Hoe kan ik de subsidieregeling vereenvoudigen of weer up-to-date maken? Hoe weet ik wat een goede uurprijs ve is? Wat mag ik bekostigen en wat niet? Wat te doen met de verschillende wensen van ve-aanbieders? Dat zijn allemaal vragen die we beantwoorden in onze nieuwe handreiking voor gemeenten: 'Bekostiging voorschoolse educatie'.
Deze handreiking is bedoeld om gemeenten te helpen een keuze te maken tussen de verschillende bekostigingsmodellen ve en om zicht te krijgen op gerelateerde vraagstukken, zoals de hoogte en opbouw van de subsidie ve. Daarbij gaan we uit van de wet- en regelgeving zoals die begin 2024 is.
Gemeenten moeten er binnen het gemeentelijk onderwijsachterstandenbeleid voor zorgen dat er in de gemeente voldoende plaatsen voor voorschoolse educatie (ve) zijn voor de peuters die daarvoor in aanmerking komen.

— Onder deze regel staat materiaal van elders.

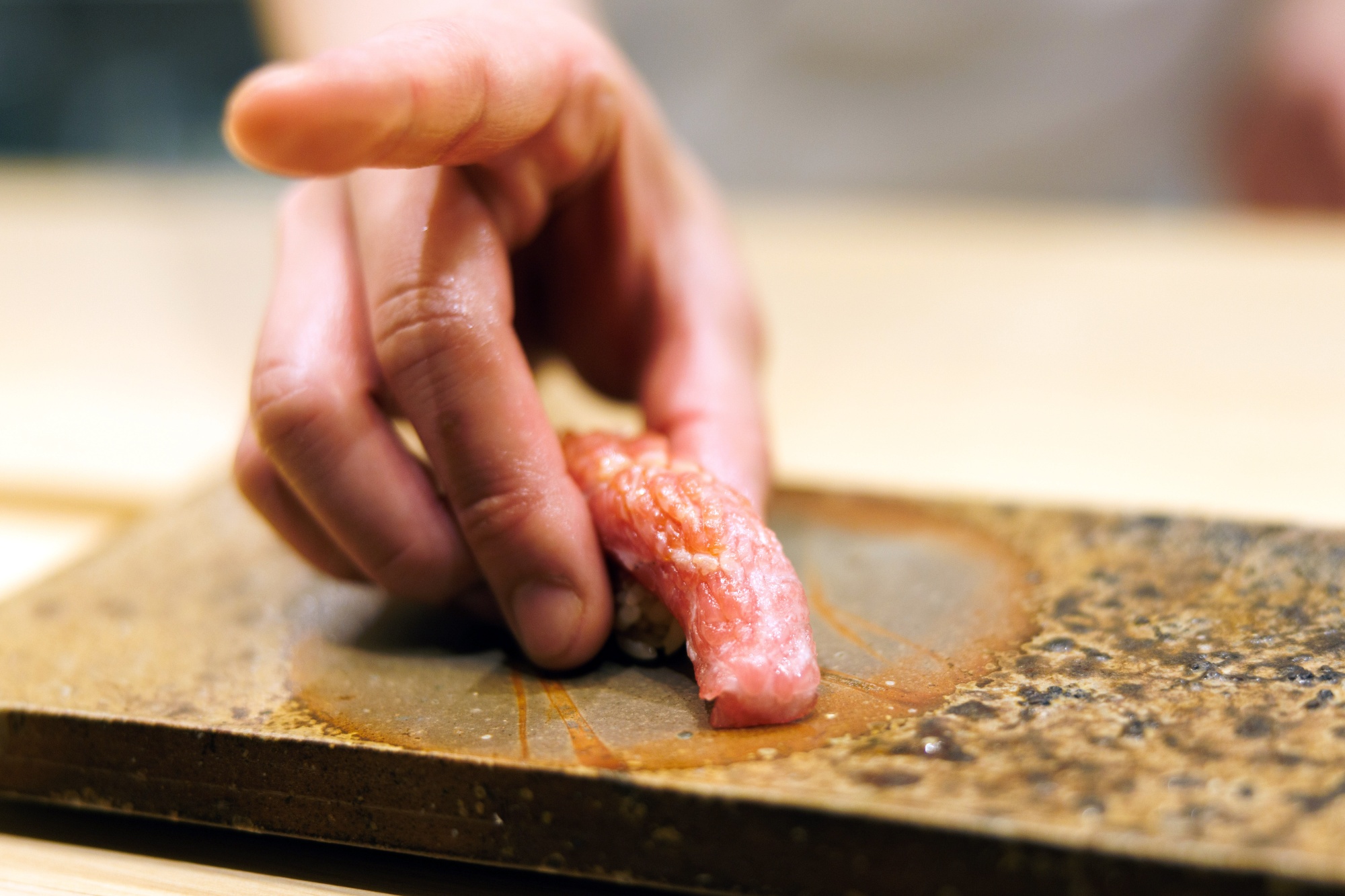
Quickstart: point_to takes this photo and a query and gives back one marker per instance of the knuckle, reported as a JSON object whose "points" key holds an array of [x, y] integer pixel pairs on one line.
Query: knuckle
{"points": [[500, 514], [414, 569], [419, 326], [289, 404]]}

Daarvoor krijgen ze bekostiging vanuit het Rijk. Welk deel daarvan gemeenten aan ve besteden en op welke manier, mogen gemeenten zelf bepalen. Er is dus veel vrijheid, maar dat leidt ook tot veel vragen.

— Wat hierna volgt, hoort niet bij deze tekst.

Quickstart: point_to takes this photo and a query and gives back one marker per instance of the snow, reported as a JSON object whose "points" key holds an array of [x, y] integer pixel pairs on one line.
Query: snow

De bekostiging ve is in de meeste gemeenten dan ook “maatwerk”: de bekostiging heeft zich over de jaren heen gevormd binnen de eigen gemeentelijke context met verschillen in o.a. (omvang van de) doelgroep, aanbod en de markt van kinderopvangaanbieders.
Ontwikkelingen zoals de harmonisatie van peuterspeelzaalwerk en kinderopvang en de uitbreiding naar 960 uur voorschoolse educatie waren in de afgelopen jaren vaak een aanleiding om de bekostiging van ve in zijn geheel of gedeeltelijk aan te passen.
Het is belangrijk om je hierbij te realiseren dat elke gemeente en elke kinderopvangorganisatie met een eigen situatie en uitdagingen te maken heeft, die niet allemaal in deze handreiking behandeld kunnen worden. Zie deze handreiking daarom vooral als een richtlijn op hoofdlijnen.